Curator Lynda Morris says: "This East exhibition began with the idea of 'resistance'. The work of many artists does not fit the object-based priorities of commercial art galleries and collectors. This challenging display features young artists from Europe, America, Asia and the Middle East with political agendas critical of existing structures. They are conc-erned with themes such as resistance to war, manipulation of truth, climate change or bio-technology."

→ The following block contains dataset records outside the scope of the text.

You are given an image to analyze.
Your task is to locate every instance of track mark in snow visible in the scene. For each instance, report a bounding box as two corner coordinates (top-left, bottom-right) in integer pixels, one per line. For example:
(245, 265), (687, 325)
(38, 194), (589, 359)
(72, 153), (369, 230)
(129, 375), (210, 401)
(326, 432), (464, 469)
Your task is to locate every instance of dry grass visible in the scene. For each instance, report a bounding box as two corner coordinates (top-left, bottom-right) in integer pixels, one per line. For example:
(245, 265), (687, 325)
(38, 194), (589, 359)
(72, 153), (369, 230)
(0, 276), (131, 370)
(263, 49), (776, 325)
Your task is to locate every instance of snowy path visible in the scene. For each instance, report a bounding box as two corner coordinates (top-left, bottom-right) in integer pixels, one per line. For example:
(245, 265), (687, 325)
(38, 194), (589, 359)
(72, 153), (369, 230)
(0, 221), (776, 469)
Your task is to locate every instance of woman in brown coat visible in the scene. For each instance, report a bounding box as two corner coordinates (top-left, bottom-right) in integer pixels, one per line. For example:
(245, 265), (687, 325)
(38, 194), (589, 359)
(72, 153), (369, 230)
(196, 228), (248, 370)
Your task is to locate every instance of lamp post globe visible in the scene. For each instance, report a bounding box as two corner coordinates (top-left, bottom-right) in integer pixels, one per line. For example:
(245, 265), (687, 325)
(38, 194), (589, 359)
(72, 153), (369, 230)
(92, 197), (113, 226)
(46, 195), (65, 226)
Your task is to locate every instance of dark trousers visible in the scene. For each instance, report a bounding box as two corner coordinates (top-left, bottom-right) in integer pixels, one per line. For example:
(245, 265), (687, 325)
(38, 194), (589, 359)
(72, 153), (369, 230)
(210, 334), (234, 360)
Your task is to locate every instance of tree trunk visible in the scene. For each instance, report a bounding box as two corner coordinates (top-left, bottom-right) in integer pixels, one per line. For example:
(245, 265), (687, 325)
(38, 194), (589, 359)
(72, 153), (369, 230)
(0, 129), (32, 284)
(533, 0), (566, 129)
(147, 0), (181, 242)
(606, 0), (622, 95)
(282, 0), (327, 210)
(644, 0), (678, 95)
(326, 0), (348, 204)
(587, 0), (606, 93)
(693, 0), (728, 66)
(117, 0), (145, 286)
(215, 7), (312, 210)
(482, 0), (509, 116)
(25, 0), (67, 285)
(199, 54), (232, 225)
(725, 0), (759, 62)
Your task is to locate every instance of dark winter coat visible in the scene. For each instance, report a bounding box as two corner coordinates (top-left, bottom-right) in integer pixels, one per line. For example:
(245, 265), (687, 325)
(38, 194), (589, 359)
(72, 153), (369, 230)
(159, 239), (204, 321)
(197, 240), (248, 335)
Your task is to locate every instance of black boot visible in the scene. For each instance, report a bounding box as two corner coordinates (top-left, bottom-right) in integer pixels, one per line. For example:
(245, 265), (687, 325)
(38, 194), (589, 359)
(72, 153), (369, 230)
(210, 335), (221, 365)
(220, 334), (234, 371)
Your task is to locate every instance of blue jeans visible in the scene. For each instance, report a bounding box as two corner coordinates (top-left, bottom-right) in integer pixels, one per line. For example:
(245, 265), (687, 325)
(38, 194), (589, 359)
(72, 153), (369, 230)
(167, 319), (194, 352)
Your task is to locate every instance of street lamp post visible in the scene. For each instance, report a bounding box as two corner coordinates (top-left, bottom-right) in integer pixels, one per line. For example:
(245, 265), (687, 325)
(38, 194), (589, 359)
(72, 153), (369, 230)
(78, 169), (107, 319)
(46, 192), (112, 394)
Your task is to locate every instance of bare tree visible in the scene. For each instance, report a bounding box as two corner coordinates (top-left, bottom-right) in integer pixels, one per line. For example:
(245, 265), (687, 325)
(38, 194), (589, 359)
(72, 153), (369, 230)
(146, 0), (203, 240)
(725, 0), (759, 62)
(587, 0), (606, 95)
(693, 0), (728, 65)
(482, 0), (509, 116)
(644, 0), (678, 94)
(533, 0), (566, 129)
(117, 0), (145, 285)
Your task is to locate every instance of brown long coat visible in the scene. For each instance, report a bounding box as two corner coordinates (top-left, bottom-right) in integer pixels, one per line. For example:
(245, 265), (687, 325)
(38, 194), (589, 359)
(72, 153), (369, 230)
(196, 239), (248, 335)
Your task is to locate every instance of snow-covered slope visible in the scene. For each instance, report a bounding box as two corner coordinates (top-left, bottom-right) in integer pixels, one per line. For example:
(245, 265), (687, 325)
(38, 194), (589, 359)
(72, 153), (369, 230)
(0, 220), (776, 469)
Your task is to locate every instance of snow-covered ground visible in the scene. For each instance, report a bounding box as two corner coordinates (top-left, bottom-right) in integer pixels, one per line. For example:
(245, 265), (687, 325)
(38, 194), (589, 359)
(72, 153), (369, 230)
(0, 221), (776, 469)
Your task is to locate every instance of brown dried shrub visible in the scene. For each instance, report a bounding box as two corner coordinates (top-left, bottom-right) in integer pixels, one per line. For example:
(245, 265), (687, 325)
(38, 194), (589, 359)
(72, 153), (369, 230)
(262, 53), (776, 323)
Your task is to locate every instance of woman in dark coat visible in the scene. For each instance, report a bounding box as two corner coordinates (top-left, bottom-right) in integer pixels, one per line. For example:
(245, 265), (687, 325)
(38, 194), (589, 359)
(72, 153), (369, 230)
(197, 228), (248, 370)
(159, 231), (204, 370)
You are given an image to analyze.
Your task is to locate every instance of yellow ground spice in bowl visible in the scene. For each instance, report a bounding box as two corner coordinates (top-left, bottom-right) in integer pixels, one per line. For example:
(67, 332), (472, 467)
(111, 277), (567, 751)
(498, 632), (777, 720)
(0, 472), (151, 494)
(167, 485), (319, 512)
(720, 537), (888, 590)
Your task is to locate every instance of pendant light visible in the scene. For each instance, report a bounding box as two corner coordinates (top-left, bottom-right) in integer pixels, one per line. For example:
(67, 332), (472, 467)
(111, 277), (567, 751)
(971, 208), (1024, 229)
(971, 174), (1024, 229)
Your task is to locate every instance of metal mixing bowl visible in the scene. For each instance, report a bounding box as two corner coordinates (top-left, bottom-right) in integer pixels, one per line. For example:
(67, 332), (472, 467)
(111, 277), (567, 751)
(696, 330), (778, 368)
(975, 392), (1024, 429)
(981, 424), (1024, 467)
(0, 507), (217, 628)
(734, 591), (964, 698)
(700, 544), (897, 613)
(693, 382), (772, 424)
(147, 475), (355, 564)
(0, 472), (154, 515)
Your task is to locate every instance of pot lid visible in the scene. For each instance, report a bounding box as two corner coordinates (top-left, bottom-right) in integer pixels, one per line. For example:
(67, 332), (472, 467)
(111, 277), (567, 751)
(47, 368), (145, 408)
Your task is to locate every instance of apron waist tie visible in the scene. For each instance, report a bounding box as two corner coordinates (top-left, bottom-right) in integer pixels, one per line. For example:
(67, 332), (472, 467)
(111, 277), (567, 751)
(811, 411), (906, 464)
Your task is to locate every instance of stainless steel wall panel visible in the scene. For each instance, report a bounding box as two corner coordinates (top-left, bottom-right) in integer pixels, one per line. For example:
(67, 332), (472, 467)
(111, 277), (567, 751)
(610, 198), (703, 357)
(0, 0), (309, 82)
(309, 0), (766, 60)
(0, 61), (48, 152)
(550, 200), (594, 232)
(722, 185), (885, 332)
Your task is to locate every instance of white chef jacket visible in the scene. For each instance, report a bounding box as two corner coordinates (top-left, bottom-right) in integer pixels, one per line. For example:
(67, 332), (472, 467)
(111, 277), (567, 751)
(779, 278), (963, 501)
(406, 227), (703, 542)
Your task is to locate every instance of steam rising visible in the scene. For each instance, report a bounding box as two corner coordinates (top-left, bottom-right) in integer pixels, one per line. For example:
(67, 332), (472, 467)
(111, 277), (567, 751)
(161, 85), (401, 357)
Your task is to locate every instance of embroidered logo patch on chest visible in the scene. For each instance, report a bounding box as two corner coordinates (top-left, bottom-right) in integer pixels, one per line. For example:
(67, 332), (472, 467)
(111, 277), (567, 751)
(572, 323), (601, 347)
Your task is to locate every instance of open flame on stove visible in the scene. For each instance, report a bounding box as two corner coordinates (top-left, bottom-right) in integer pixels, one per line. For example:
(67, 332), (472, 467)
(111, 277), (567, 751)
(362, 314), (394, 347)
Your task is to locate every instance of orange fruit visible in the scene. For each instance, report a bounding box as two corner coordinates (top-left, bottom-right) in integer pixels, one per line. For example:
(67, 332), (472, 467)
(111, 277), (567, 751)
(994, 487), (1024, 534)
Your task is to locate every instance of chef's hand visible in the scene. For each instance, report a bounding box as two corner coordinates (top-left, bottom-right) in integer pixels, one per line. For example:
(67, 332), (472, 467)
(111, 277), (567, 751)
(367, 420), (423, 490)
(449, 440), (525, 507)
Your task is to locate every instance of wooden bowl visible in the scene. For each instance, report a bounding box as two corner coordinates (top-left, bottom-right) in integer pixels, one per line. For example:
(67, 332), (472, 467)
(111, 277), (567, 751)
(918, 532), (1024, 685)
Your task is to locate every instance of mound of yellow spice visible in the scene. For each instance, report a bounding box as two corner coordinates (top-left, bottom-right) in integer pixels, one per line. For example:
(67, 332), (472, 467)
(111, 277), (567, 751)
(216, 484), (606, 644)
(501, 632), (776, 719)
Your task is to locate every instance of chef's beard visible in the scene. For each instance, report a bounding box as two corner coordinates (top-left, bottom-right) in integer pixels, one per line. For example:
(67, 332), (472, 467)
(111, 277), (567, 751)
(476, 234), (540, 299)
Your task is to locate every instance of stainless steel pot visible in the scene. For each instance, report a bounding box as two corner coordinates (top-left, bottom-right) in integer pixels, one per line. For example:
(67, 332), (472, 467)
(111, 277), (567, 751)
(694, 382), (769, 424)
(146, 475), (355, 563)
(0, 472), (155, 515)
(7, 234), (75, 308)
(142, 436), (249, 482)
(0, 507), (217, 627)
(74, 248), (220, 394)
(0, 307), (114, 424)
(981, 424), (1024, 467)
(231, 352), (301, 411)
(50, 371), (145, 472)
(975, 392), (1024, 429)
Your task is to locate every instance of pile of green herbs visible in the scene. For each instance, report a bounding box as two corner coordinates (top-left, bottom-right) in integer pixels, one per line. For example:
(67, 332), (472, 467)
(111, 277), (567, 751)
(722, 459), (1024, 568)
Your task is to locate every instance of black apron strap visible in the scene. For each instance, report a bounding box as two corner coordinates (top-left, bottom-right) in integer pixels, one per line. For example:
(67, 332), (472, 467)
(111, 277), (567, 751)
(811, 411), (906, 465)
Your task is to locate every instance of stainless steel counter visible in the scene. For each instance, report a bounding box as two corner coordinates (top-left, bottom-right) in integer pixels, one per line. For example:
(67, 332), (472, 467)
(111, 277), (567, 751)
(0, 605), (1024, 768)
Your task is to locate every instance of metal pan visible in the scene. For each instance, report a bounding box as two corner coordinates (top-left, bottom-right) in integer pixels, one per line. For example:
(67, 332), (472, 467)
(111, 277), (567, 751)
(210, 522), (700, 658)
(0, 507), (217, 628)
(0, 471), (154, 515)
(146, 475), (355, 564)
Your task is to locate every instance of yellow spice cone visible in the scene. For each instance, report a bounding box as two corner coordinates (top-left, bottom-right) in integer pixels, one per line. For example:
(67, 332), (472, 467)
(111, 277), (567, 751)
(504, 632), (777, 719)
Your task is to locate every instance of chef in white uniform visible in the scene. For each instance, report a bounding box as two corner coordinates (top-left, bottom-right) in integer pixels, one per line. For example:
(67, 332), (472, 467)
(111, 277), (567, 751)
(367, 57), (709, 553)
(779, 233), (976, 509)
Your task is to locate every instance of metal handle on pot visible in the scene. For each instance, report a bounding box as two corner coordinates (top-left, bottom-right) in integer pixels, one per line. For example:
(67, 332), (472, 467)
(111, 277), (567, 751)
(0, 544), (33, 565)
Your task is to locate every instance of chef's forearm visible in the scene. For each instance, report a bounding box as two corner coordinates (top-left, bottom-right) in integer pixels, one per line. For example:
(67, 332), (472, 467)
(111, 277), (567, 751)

All the exhibitors – some with headline-grabbing names such as Radio Goya, Making Things Better and Asnat Austerlitz – have been selected by veteran artist Gustav Metzger. The selector is himself a master in the art of resistance, having been born in Nuremberg in 1926 to Polish-Jewish parents. He and his brother escaped the Nazis in 1939, on one of the last kindertransport trains to reach England.

A stateless person since 1948, he studied drawing under the brilliant David Bomberg and lived in King's Lynn in the 1950s.

As a founder member of the Committee of 100, Metzger was jailed along with Bertrand Russell after protests against nuclear weapons.

The selector has new or retrospective exhibitions opening in Vienna, Tate Liverpool and London's Cubitt Gallery this year.